Figure 1.

Targeted disruption of the mouse Gfi-1b gene. (A) Partial restriction map of the mouse Gfi-1b locus (top), the targeting vector (middle), and the expected targeted loci with the floxed neo^R cassette (bottom). The 130-bp probe extending from the SacI site to the end of the Gfi-1b coding sequence on exon 7 used to detect appropriate 3′ integration of the targeting vector on Southern blots is indicated (3′ probe). The positions of the primers used to determine the 5′ integration by PCR are also indicated by arrowheads (5′ primer and neo primer, respectively). The Gfi-1b coding exons are indicated as shaded boxes, and the noncoding ones by open boxes. The floxed neo^R cassette is indicated by an open box (neo^R) flanked by arrowheads (loxP sites), and the TK cassette is shown as a solid black box. The restriction enzyme sites indicated in the map are BamHI (B), EcoRI (E), HindIII (H), and SacI (S).
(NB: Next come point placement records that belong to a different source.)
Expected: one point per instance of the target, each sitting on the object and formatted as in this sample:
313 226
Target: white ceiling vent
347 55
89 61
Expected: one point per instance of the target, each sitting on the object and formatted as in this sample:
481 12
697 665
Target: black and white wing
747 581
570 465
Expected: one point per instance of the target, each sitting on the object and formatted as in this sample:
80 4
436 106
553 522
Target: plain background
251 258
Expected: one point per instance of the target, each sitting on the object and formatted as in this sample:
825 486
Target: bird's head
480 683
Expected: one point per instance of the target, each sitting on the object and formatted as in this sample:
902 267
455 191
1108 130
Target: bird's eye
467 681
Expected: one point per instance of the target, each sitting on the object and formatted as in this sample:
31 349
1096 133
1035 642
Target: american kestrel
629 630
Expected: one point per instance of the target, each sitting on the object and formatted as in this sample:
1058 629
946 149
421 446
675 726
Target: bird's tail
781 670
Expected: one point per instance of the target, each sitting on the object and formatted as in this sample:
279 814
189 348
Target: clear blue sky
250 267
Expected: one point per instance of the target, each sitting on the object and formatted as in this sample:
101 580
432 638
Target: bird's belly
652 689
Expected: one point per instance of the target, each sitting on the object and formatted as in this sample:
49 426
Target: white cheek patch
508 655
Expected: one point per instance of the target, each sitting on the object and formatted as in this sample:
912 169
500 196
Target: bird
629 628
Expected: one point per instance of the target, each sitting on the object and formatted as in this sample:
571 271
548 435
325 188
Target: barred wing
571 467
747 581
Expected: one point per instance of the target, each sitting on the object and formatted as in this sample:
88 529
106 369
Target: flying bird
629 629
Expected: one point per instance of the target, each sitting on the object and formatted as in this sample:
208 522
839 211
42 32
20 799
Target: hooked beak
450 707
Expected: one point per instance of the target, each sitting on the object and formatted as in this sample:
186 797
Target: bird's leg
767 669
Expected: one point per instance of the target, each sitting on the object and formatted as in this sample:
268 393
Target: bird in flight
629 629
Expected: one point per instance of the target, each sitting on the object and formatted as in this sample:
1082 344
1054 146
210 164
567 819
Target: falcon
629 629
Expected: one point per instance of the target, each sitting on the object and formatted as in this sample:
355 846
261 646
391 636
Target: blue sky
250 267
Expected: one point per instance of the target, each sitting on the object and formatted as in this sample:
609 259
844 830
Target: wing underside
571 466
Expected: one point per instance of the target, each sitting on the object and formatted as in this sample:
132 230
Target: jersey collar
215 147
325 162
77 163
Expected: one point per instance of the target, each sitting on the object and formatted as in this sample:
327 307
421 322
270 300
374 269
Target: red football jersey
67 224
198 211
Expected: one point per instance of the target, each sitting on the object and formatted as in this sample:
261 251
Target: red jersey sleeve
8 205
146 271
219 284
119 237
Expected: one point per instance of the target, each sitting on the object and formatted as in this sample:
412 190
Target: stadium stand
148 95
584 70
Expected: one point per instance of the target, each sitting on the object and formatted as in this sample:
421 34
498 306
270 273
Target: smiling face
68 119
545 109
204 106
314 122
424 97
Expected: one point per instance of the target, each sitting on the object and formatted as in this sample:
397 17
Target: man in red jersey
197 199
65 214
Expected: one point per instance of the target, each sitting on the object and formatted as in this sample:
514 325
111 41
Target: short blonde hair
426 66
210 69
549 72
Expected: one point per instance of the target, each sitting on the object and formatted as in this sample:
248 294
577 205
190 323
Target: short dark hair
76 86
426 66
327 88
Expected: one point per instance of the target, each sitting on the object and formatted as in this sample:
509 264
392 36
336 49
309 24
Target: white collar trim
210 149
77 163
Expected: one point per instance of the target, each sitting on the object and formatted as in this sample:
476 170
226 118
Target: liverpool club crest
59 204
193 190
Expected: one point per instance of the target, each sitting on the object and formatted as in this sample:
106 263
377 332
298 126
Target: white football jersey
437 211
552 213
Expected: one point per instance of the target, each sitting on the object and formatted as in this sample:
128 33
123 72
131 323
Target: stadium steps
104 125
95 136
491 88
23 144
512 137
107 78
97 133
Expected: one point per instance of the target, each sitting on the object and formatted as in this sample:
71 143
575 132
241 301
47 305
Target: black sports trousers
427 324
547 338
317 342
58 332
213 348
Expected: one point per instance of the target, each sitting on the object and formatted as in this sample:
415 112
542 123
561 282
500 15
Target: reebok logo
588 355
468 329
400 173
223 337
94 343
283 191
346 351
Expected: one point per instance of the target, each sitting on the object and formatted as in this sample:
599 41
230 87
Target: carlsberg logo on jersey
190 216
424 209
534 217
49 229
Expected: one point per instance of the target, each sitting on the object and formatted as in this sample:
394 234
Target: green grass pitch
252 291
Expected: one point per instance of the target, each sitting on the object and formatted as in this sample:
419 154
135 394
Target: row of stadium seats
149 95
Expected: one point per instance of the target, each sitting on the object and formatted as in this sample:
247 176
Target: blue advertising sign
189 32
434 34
The sizes of the BamHI fragment detected by the 3′ probe in the wild-type and the mutant allele with the inserted neo^R cassette are 12 kb and 5 kb, respectively. (B) Southern blot analysis of G148- and gancyclovir-resistant ES cell clones with the 3′ probe. Positions of the wild-type and mutant alleles (with neo^R) are indicated by open and solid arrows, respectively. (C) PCR amplification of selected clones shown in B with the 5′ and neo primers, respectively. The PCR product indicative of the homologous recombination is indicated (5′ PCR product).